Synthesis And Evaluation Of 1,2-Benzisothiazol-3-One Derivatives As Caspase-3 Inhibitors

Apoptosis, or programmed cell death, is an essential physiological process of tissue development and homeostasis. The pathogenesis of many diseases is closely connected with aberrantly regulated apoptosis. Caspase family is involved in the whole process of apoptosis. Caspase-3 protease is apoptosis performer and plays a key role during the apoptotic process. A lot of functional disorded diseases that harm to human health are associated with the abnormal activation of caspase-3. Caspase-3 is considered as a valuable drug development target and the exploration of caspase-3 inhibitors become a research focus.Recently, 1,2-benzisothiazol-3-one was identified as lead compound of caspase-3 inhibitor by high throughput screening and a series of compounds containing urea structure had been synthesized. However, the poor solubility and cell penetration of urea derivatives was exposed on the cell experiments. Through structural modification we now plan to change the urea group to the amide group and synthesize a novel series of N-acyl-substituted 1,2-benzisothiazol-3-one amide derivatives to improve the water-solubility and permeability.In this paper,36 1,2-benzisothiazole-3-one amide derivatives, including 35 new unreported compounds were synthesized. The synthesized amide derivatives were examined for their ability to inhibit the activity of recombinant human effector caspase-3 and-7. Most compounds displayed IC50 values in the nM range against caspase-3 and-7. The inhibitory activity against caspase-3 was mainly related to the length of the carbon chain. Among the tested compounds, compound 24 and 25 exhibited the most potent caspase-3/-7 inhibitory activity with IC50= 34.9 nmol/L and 51.9 nmol/L, respectively. Additionally, the antiapoptotic activities of them were initially evaluated in human Jurkat T cells, as a cell-based model of apoptosis. They had a good cell protection from apoptosis.

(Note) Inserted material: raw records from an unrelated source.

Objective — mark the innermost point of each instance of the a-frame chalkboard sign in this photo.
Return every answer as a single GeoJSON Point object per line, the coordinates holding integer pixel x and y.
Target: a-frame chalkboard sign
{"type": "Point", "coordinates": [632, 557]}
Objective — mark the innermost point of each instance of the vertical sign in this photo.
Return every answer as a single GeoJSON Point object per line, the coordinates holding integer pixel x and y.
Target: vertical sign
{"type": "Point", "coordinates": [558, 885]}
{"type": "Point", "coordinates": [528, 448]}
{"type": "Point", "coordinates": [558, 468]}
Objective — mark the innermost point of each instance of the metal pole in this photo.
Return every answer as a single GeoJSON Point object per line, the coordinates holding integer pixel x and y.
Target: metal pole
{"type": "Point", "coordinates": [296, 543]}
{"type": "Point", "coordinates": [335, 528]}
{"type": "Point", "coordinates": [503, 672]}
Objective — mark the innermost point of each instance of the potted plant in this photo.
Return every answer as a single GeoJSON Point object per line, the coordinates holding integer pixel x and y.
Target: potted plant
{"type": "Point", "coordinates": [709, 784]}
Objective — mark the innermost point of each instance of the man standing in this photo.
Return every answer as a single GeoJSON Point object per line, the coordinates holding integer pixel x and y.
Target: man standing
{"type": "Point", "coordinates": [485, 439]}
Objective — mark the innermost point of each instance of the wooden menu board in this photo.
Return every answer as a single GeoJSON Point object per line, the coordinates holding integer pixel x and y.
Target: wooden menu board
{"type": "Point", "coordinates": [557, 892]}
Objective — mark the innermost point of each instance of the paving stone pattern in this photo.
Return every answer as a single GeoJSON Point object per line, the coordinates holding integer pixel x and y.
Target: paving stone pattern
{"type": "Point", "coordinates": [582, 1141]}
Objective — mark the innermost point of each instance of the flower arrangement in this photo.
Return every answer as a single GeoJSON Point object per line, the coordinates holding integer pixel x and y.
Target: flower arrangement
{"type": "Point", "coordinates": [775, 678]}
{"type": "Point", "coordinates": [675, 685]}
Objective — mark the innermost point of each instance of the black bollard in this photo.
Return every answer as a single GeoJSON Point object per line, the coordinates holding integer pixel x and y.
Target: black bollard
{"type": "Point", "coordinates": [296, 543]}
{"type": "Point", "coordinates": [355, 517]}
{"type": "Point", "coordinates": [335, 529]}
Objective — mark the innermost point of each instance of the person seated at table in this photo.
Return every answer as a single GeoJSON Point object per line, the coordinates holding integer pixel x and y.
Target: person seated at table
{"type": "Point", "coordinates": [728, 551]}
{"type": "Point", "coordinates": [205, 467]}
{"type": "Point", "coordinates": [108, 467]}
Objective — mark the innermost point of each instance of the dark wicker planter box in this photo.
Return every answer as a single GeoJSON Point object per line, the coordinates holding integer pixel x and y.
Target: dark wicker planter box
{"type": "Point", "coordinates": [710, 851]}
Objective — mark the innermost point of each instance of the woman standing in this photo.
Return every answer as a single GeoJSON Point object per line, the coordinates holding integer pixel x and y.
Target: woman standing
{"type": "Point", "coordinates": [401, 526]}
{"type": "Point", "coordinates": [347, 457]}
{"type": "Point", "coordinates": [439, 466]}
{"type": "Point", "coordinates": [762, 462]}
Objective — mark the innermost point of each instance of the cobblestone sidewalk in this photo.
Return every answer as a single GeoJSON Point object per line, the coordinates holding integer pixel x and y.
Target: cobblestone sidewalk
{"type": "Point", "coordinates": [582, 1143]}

To clerity the potency of the synthesized compounds, compounds of the least activity 11 and the best activity 24 were docked into the active site of caspase-3. Through the binding model of synthesized inhibitors with caspase-3 active sites explained the reason for the level of activity. In summary, 1,2-benzisothiazole-3-one amide derivatives have more improved solubility and permeability, comparing to that of previously reported urea derivatives. That will be helpful to further animal test of those compounds.